The same process of listening and then creeping silently was employed for the door to the stairwell. Gregg took the lead followed by Elisabeth and myself in the rear. It was my job to keep an eye and ear open for anything coming down after us. The first thing I noticed as a fifteen foot ladder leaning in the corner, strapped in. I imagined it had been there for years. I've worked here for nearly three and a half years, coming up and down these stairs every day (exercise, yay!) and had never noticed it. At least it tells me I'm being more alert, now. At the bottom, we clustered around the door, listening. We could hear the muted murmer of the streetwalkers outside, but more specifically there was nothing outstanding for a few moments. Then we heard a clatter off to the right, followed by a thump. Off in the direction of the little Conference Room that sat behind the Starbucks on Sixth. The door opened to the left. We'd have to get out and look over there quickly if we were gonna do this. Nobody said anything, but their faces told me their thoughts mirrored my own.

"I don't wanna do this. We can always go back upstairs. What if one of them is in there?" But then: "But one is one is one. And if we don't do this, come 7am it won't be one but hundreds and thousands. One's not so bad. The door opened outward to the lobby, so Gregg stood to the right. I grabbed the fire hydrant mounted on the wall behind Elisabeth and took point on the left side. Gregg motioned the same plan I had formulated. He'd open the door and I'd dart out as quickly as I could and survey things to the right, where the noise had come from. He had picked up a large gray washer, and by large it looked like it weighed at least twenty pounds; it's weird the stuff that's lying around in the stairwells of some buildings. He had my back.

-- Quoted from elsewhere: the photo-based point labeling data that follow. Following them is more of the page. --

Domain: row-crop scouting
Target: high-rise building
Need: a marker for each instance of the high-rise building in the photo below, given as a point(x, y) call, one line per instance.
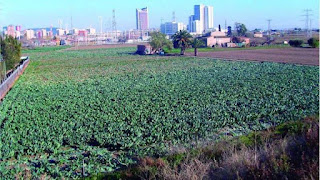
point(74, 31)
point(60, 32)
point(142, 19)
point(18, 28)
point(11, 31)
point(44, 33)
point(190, 26)
point(170, 28)
point(199, 15)
point(202, 20)
point(91, 31)
point(208, 17)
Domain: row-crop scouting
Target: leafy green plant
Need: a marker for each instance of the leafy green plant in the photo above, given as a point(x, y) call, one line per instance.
point(296, 43)
point(98, 110)
point(313, 42)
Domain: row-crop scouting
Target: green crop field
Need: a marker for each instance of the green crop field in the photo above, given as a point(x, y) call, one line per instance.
point(78, 113)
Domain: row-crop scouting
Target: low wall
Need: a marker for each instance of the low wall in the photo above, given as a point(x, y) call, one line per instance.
point(9, 82)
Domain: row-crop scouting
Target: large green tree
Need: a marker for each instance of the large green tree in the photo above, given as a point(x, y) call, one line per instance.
point(197, 43)
point(11, 51)
point(183, 39)
point(159, 41)
point(241, 29)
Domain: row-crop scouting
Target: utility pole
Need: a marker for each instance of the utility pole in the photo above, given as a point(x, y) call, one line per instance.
point(173, 16)
point(71, 23)
point(307, 15)
point(100, 19)
point(60, 23)
point(225, 25)
point(269, 29)
point(114, 23)
point(310, 35)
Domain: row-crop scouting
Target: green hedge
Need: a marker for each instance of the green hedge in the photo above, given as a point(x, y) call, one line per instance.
point(313, 42)
point(11, 51)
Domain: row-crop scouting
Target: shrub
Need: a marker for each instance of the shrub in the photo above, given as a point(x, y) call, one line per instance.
point(313, 42)
point(295, 43)
point(11, 51)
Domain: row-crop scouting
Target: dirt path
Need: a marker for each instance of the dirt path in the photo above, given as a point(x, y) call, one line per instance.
point(106, 46)
point(304, 56)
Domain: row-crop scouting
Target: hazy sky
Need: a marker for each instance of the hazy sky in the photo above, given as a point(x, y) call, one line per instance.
point(253, 13)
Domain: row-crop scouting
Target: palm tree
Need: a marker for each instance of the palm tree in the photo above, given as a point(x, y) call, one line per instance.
point(182, 39)
point(158, 41)
point(196, 43)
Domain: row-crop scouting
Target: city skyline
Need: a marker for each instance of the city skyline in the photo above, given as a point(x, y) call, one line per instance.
point(31, 16)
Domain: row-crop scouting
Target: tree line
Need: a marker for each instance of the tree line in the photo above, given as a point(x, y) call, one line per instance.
point(10, 51)
point(181, 39)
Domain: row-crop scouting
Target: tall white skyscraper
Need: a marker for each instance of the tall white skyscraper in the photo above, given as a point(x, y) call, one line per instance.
point(208, 17)
point(199, 15)
point(202, 20)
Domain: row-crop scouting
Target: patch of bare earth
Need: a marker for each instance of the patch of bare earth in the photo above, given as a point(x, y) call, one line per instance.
point(303, 56)
point(105, 46)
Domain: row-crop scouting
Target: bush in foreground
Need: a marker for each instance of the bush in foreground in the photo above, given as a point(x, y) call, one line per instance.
point(296, 43)
point(313, 42)
point(289, 151)
point(11, 51)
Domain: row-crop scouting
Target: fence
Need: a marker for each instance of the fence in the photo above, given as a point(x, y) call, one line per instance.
point(7, 84)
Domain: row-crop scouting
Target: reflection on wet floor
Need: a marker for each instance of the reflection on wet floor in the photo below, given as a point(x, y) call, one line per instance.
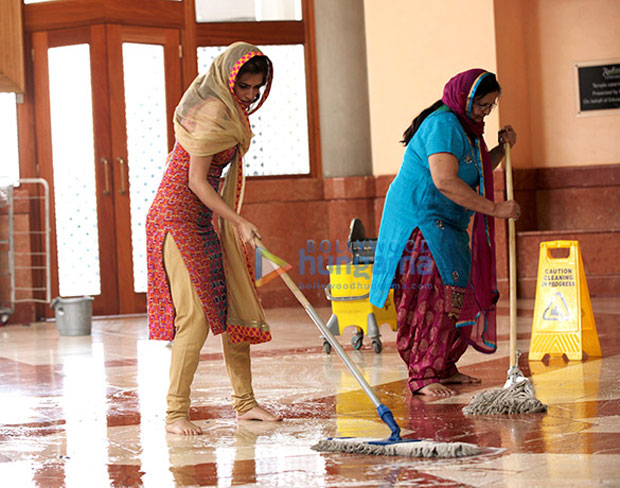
point(89, 411)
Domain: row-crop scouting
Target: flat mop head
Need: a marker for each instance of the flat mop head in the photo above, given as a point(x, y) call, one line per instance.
point(518, 397)
point(403, 447)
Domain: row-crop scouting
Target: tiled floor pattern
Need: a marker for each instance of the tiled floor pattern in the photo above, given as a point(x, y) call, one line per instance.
point(88, 412)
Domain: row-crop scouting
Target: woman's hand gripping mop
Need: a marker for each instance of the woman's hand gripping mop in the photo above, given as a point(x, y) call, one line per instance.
point(517, 395)
point(273, 266)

How I wound up volunteered to go out first, I'll never know. It all happened too quicky for me to realize I should be protesting this vehemently. Instead, the door swung open and I leapt out into the foyer and turned to the right, with Gregg and then Elisabeth slipping out behind me. There was nothing to see. Maybe the sound had come from inside the Conference Room. Though the door was open, the lights in there were off. It was then that Elisabeth began to scream.